We prepared labeled reverse primer following the USB Optikinase protocol (Affymetrix) using gamma-32P ATP (Perkin Elmer). We added 32P end-labeled reverse primer to ~100 ng RNA (labeled and controls), and the reaction mixture was heated at 95°C for 2 minutes followed by slow cool to 4°C at 10°C/mi, to facilitate annealing of primer (1 μL) to the RNA. The primer extension reaction was then initiated with reaction mix, as previously described(Lee et al., 2017). Briefly, the reaction mix (20 μL total; 4 μL 5X first strand buffer (FS), 1 μL 100mM DTT, 1 μL Ribolock inhibitor, 10 μL RNA, and 2 μL water) was added and the mixture preincubated at 52°C for 1 minute before adding Superscript III (1 μL; 200 units, Invitrogen). Separately, similar reactions were carried out spiking in dATP with ddATP (dideoxyadenosine), and dCTP with ddCTP (dideoxycytidine), as described(Lee et al., 2017).

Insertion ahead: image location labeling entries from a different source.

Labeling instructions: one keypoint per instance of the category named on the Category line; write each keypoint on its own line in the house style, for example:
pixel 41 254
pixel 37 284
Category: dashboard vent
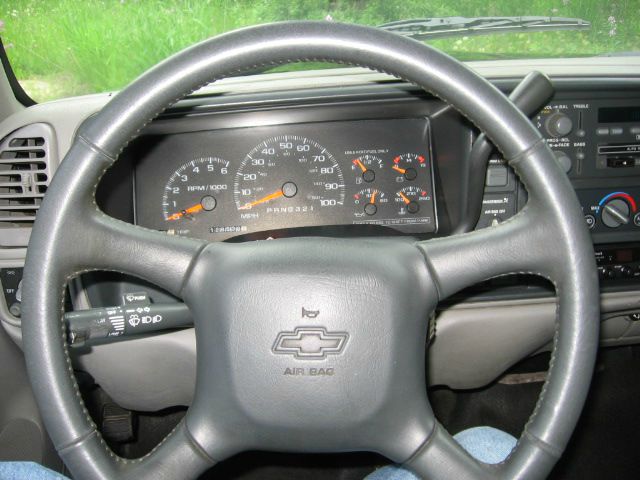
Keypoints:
pixel 25 172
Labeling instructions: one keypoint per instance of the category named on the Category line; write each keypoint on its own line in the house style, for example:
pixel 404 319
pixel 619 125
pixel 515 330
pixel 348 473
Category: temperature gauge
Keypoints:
pixel 411 199
pixel 409 166
pixel 366 167
pixel 368 201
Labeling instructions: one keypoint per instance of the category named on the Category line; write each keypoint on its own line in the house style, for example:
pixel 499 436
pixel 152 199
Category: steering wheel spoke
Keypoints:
pixel 442 457
pixel 164 260
pixel 464 260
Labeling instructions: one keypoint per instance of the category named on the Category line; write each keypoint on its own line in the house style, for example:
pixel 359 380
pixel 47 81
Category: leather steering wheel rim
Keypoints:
pixel 71 235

Primer extension was carried out at 52°C for 30 minute, after which the reaction was stopped by heating to 95°C for 5 minute, followed by cooling to 4°C. The RNA was then hydrolyzed using NaOH (4M; 1 μL) and heating to 95°C for 5 minutes.

To the cDNA, Gel Loading Buffer II (10 μL; Invitrogen) was added, and the products run on a 35-cm long denaturing 8% polyacrylamide gel with 7M Urea (Thermo Fischer)(Lee et al., 2017). The resulting gel was dried (Labconco Gel Dryer) after placing it on Whatman paper (Sigma Aldrich) and exposed to a storage phosphor screen (Molecular Dynamics) for ~24 hours, and then visualized by phosphorimaging (STORM, Molecular Dynamics). The lanes containing ddATP (corresponding transcribed RNA nucleotide U) and ddCTP (corresponding transcribed RNA nucleotide C) were used to determine the position of all RT stops. RNA secondary structures were predicted using mFOLD software(Zuker, 2003). The gel analysis was carried out using ImageJ(Schneider et al., 2012).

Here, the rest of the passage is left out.